Despite his frustrations with Giuliani, Trump associates say the president understands his value as an attack dog against Mueller. Because legal advisers have told the president that he cannot be indicted while in office, Trump has put a greater emphasis on the politics of the Mueller probe and fending off a potential impeachment by Congress rather than on contesting specific allegations the special counsel seems to be pursuing.
“I think that the president has been persuaded that he needs to treat this as a political matter and so this is primarily going to be a messaging battle, and Rudy much of the time has been a very effective messenger,” said a former White House aide.
And even in cases where Giuliani has seemed to reveal damaging facts about his client — including his May acknowledgment that a $130,000 payment from Trump to his then-fixer Michael Cohen was reimbursement for hush money to pornography actress Stormy Daniels — some have seen a calculated effort to dump bad news in order to dampen its potential effect if disclosed by investigators or leaks.
Public approval of Mueller’s handling of the investigation has slipped since Giuliani joined the president’s legal team last summer, from 48 percent approval in October to 43 percent approval in December, according to a CNN poll. Some Trump allies credit the drop, in part, to Giuliani’s aggressive criticism of the special counsel.
Democrats have attacked Giuliani for giving cover to Trump’s alleged lies about suspected collusion with Russia. But in a Monday interview with The New Yorker, the president’s lawyer sounded untroubled by such talk.
“I am afraid it will be on my gravestone. ‘Rudy Giuliani: He lied for Trump,’” he said. “Somehow, I don’t think that will be it. But, if it is, so what do I care? I’ll be dead. I figure I can explain it to St. Peter.” Giuliani added that the apostle “will be on my side.”

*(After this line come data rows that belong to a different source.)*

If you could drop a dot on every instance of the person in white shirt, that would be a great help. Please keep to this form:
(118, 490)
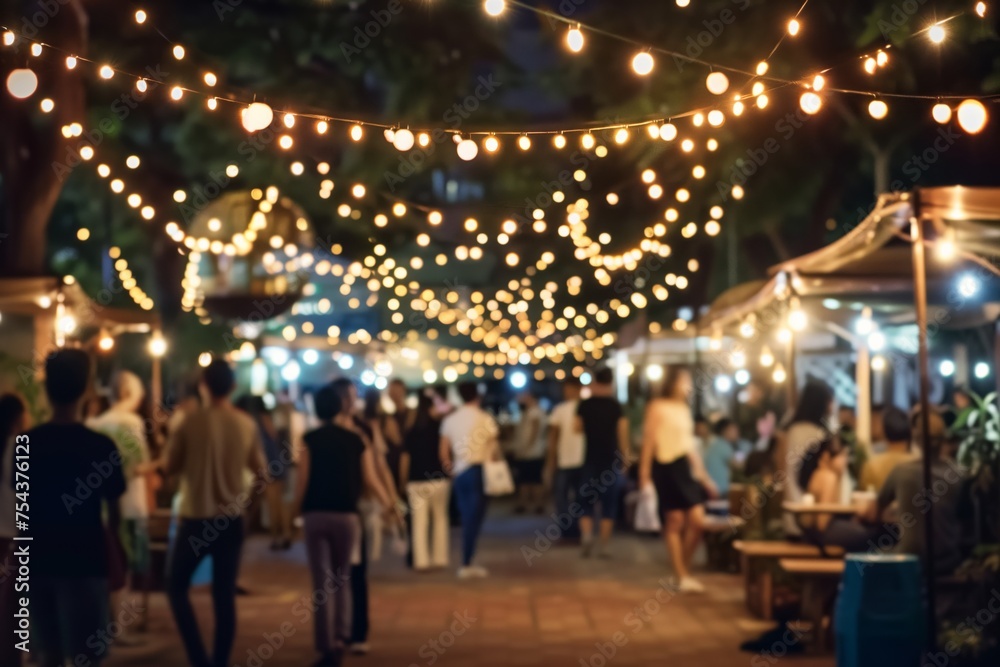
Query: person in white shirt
(122, 423)
(529, 452)
(468, 440)
(564, 466)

Trump and his allies have raised questions about Giuliani’s effectiveness before. They were revived over the weekend when Giuliani told NBC’s “Meet the Press” and The New York Times that Trump told him he may have spoken to his former lawyer Cohen about a proposed Trump Tower project in Moscow as late as October or November 2016 — months later than Trump or Cohen had previously admitted. Giuliani also said that Trump may have spoken to Cohen before his former lawyer gave what he has since confessed was false testimony to Congress.
On Monday, Giuliani issued a statement saying his remarks were hypothetical. “My recent statements about discussions during the 2016 campaign between Michael Cohen and then-candidate Donald Trump about a potential Trump Moscow ‘project’ were hypothetical and not based on conversations I had with the president,” Giuliani said.
The flap came just days after Giuliani raised hackles by telling CNN he could not say that no members of Trump’s campaign had colluded with Russia — a statement he was forced to clean up the following day.
“I have no knowledge of any collusion by any of the thousands of people who worked on the campaign,” Giuliani said.
Trump attorney Jay Sekulow told POLITICO that Giuliani “continues to be an important part of the president’s legal team.”
Since the start of the Mueller probe, the president’s team of lawyers has been in a state of near constant tumult. Trump has already cycled through two other lead personal attorneys: Marc Kasowitz, who spent just a couple months working for the president on the Russia probe before stepping down in July 2017, and John Dowd, who resigned last May amid differences with the president over legal strategy. Trump has maintained contact with both lawyers even though they no longer represent him.
Inside the White House, Trump is now onto his second set of lawyers helping manage the response to the Russia investigation following the departure of Don McGahn and Ty Cobb. Now running the operation are White House ounsel Pat Cipollone and Flood, the associate counsel with primary responsibility handling the Mueller investigation.